Laurie's eight-ounce burger proved too much for one person to eat. Sutton typically doesn't go overboard on portion sizes, so this would be your best candidate on the menu for splitting. Unfortunately, Laurie insisted on eating all the crispy bacon off the the burger before letting me try the half of the patty she couldn't finish. Still, the burger reminded me of the "Walt's Gourmet" burger I ordered at Disneyland Paris last summer. Yet I preferred the Carthay Circle's, as the grilled onions here helped complement the beefy taste of the patty, instead of overpowering it with the richness of foie gras.
Russell and his wife ordered the raviolis and the cavatelli, and both reported enjoying their selections immensely. Russell's young son made good work of his soba noodle bowl, too, impressing Laurie and me with his willingness to devour vegetables.
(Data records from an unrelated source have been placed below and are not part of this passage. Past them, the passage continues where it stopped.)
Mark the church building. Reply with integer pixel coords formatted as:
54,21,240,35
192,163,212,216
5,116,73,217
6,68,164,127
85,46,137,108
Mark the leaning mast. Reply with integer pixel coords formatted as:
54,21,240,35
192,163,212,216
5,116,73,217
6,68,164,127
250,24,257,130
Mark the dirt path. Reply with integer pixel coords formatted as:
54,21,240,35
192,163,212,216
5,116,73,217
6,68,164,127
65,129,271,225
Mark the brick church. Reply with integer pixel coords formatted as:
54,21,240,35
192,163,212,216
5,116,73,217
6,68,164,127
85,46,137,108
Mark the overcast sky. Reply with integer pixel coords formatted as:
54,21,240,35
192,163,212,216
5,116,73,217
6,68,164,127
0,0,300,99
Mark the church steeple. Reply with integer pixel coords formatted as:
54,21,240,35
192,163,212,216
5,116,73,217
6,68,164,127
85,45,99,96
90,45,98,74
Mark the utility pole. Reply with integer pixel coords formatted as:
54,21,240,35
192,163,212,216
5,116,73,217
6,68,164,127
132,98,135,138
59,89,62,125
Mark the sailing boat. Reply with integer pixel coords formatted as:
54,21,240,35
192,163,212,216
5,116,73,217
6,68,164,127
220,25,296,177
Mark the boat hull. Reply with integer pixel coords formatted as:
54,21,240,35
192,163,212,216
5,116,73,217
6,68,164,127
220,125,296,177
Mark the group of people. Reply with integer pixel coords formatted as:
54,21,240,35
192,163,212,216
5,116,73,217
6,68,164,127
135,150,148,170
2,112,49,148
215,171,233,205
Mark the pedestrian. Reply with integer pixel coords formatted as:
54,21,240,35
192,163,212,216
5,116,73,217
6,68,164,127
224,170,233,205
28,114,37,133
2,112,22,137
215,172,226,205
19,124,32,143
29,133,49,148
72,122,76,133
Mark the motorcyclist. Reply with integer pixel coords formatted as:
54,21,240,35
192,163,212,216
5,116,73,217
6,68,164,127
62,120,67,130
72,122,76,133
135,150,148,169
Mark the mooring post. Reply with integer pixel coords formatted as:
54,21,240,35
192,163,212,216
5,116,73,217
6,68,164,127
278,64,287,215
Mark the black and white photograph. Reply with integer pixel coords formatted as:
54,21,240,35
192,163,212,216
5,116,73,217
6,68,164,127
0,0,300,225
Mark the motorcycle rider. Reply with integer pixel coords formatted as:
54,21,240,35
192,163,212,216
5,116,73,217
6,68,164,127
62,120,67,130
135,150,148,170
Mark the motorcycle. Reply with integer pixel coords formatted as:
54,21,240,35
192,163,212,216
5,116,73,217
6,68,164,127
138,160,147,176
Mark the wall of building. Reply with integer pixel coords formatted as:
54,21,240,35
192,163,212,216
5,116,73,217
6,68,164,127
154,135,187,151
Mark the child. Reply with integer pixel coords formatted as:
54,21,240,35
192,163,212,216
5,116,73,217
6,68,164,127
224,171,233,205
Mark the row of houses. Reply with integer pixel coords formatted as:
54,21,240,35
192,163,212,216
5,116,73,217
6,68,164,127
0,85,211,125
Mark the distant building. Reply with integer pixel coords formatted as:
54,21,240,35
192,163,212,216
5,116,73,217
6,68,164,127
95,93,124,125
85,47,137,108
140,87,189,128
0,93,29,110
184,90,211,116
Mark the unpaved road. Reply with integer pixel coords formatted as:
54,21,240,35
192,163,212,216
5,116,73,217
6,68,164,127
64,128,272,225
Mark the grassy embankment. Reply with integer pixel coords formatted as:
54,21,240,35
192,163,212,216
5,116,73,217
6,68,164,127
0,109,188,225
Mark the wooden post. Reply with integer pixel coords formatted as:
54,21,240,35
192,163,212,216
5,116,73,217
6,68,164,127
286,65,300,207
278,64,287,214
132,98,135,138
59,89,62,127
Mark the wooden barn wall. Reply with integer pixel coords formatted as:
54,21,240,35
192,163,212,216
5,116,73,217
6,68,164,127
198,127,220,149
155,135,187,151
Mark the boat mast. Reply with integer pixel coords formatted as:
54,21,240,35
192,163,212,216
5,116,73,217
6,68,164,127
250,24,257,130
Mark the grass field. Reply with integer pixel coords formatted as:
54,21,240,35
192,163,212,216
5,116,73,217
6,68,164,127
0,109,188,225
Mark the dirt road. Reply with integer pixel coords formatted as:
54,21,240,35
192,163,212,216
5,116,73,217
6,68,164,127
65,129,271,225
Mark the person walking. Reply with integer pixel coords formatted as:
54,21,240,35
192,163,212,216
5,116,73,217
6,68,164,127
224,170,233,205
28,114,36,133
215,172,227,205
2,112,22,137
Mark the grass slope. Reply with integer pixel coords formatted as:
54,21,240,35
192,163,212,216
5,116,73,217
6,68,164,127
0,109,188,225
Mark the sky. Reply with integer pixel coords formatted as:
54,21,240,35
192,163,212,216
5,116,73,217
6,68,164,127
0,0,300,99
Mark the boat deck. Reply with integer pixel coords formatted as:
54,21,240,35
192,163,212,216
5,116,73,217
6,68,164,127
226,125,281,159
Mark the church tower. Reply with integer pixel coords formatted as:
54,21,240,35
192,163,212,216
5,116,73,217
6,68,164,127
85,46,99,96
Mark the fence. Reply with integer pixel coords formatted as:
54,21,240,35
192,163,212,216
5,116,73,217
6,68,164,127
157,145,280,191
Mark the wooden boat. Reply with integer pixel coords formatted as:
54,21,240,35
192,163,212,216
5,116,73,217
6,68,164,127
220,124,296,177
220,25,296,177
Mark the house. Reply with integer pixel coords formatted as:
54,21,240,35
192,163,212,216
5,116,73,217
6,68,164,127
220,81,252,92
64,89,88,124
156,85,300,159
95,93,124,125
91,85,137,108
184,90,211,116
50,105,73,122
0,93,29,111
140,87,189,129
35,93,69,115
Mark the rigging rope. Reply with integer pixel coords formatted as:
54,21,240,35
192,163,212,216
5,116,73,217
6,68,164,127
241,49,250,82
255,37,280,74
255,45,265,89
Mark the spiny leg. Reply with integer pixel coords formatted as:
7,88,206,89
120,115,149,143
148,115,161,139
Maybe he's the world's greatest young eater, or maybe (based on the taste of what I had in my bowl) the veggies are just that good.
Of course, we had to try dessert, too.
The Meyers took the pear pie, while Laurie and I polished off the chocolate cake. Each came with an accompaniment (the ice cream or the sauce) that helped contrast with the dessert's primary flavor, so you're not left with a boring one-note finish to the meal, as too often happens with dessert.
The Carthay Circle offers World of Color Fastpasses to diners who order two courses or more during their meal. That's a nice touch. In Tokyo and Paris, top Disney restaurants offered dining packages with their parks' signature nighttime shows, but you had to order specific items from limited menus to get the reserved seating. I appreciate being able to explore the entire menu while still getting the extra benefit. (Laurie and I, who've seen WOC plenty of times, headed home after the meal, so we gave Russell and his wife our extra passes to give away later in the day.)